2 ноября 1924. Воскресенье
Понемногу все утихомирилось. Говорят уже не о «признании», а о «выборах в Англии». В субботу был Петрашевич и говорит, что настроение на подлодках и миноносцах очень бодрое. Французы предлагают всем желающим бесплатный проезд до Франции, и штаб дает еще по сто франков.[337] Если бы мне предложили такие условия, я бы, кажется, поехала. Да только, пожалуй, придется и без таких условий ехать. Я ничего не боюсь. Я совсем не рада, что опять все так тихо и спокойно. Только было началось что-то интересное и уже кончилось. Одно утешение, что весной уже наверняка конец.
Последнее время очень много работаю — чиню бушлаты.
9 ноября 1924. Воскресенье
Все гардемарины оделись в «штатское»: голландка навыпуск с поясом и с расстегнутым воротником, марсофлотские брюки с клошами, танки, а на голове капитанка, у всех вид апаша.
12 ноября 1924. Среда
Что было за эти дни?
Вечером пришел Вася Чернитенко. Притащил с собой стул, который Грибков свёз с «Алексеева». Настоящий, хороший, обитый кожей стул. Нужно же было столько тащить его. Живет он уже в Сиди-Ахмед, бесплатный проезд до Бизерты, жить там как будто и ничего, но тоска темная. Собирается через неделю или через две уехать во Францию. В субботу же получили письмо от Антонины Ивановны, она уже в Довилле.[338] Ее сын, Женя, предлагает в случае чего Папе-Коле помочь устроиться. Папа-Коля написал ему о Васе и просил помочь. Мне бы очень хотелось, чтобы он поехал в Довилль.

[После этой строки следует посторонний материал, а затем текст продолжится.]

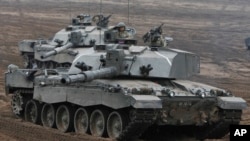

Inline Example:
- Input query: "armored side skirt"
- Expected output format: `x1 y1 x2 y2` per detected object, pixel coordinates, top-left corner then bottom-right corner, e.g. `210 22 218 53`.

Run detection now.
34 86 162 109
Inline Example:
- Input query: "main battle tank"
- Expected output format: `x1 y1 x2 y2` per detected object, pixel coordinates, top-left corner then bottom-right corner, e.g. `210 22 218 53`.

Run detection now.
18 14 137 68
5 25 247 141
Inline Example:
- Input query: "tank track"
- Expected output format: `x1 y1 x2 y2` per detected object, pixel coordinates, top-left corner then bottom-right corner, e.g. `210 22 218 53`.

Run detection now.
197 110 242 140
117 110 156 141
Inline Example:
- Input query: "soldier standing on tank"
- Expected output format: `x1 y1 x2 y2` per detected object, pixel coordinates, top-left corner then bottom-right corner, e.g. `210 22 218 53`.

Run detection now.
116 22 130 38
150 27 167 47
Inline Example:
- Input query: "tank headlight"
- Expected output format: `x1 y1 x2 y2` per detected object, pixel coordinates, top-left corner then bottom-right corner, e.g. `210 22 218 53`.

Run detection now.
169 91 175 97
224 91 233 96
210 89 217 96
200 93 206 98
40 81 46 86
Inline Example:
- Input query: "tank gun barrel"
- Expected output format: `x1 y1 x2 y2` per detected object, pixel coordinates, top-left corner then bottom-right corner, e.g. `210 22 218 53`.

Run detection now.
41 43 73 59
61 67 117 84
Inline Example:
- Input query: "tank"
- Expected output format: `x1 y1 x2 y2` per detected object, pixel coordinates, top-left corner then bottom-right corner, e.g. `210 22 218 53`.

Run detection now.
18 14 137 69
5 25 247 141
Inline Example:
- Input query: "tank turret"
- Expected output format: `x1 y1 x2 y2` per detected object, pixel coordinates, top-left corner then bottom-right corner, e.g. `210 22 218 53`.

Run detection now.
19 14 137 68
41 43 73 59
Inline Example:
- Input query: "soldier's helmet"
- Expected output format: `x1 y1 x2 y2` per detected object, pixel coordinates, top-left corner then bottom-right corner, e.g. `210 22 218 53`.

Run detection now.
116 22 126 31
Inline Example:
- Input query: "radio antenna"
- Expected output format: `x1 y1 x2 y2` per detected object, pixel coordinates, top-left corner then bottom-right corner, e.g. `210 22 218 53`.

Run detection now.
128 0 129 25
100 0 102 15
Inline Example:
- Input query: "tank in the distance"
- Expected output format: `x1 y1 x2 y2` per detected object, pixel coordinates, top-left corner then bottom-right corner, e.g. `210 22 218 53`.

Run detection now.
5 26 247 141
18 14 137 69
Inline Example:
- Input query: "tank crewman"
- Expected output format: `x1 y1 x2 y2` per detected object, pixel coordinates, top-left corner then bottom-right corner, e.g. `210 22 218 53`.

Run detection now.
150 35 167 47
150 27 167 47
142 24 170 47
115 22 130 38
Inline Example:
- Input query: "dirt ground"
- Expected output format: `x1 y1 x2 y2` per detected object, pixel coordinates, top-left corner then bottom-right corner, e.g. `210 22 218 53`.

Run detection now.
0 0 250 141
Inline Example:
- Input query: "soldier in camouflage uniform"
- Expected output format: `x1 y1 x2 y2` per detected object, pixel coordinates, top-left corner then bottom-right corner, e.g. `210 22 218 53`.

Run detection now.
150 27 167 47
116 22 130 38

С утра позвала Васю в город. Было дело: в прошлый понедельник я снялась в фотографии Karbenty к Мамочкиным именинам. Обещал приготовить в субботу. Сказала дома, что «иду за пуговицами», а карточки не были готовы. Мы ни слова никому не сказали и пошли. Купила там еще себе плетёный портфель, очень оригинальный, местный, экзотический. Бошкович и Любомирский приходили прощаться.
Подарила Мамочке карточку и коробку пудры. После обеда мы вчетвером пошли в город. Сидели на вокзальной площади в кафе и пили всякую всячину. За соседним столиком сидел Беренс, командующий несуществующим флотом, и Тихменев. Жалкие какие-то оба… Потом пошли на пристань. Уезжало семь человек гардемарин, в том числе Андрюша Сиднее. Он был далёк от нас в последнее время, сначала Мария Васильевна, потом Насонова. А тут вдруг мне стало грустно. Были трое, которых я выделила. К Чернитенко я скоро охладела, к Сидневу тоже, но так в последний момент мне стало горько и обидно. Я была ему совершенно не интересна, не то что Насонова. С одной стороны, это меня задевало, с другой, было досадно на себя. Потом вообще картина отъезда скверно действует на нервы. Я третий раз была на пристани, и каждый раз одно и то же чувство, скорее всего — зависть. Уехать хочется страшно, безумно! Когда мы ехали на извозчике домой — и я увидела на море яркие огни парохода — я чуть не расплакалась. Потом глупые мысли лезли в голову. Вот, думаю — было бы у меня 300 фр<анков>, поехала бы я в Париж, стала бы шататься по городу и у всех прохожих спрашивать, не нужно ли им горничную, прачку, няньку, что угодно! Это было бы интересно, по крайней мере, действительно, «начинаешь жизнь», а так…
18 ноября 1924. Вторник
Такая страшная тоска и такие непоправимо скучные дни, что я решилась на решительное средство: буду писать поэму одиночества под названием: «Дни и ночи»,[339] хотя, может быть, и… Плана нет никакого. Буду писать о себе, но в третьем лице, а там — что Бог на душу положит.
Я теперь настолько расхандрилась, что эта хандра перешла уже в болезнь. Мамочка с Папой-Колей испугались и действительно смотрят на меня как на больную.
21 ноября 1924. Пятница
Опять давно не писала дневника. Как-то не до того было. Четыре, нет вру, пять вещей немножко вывели меня из колеи.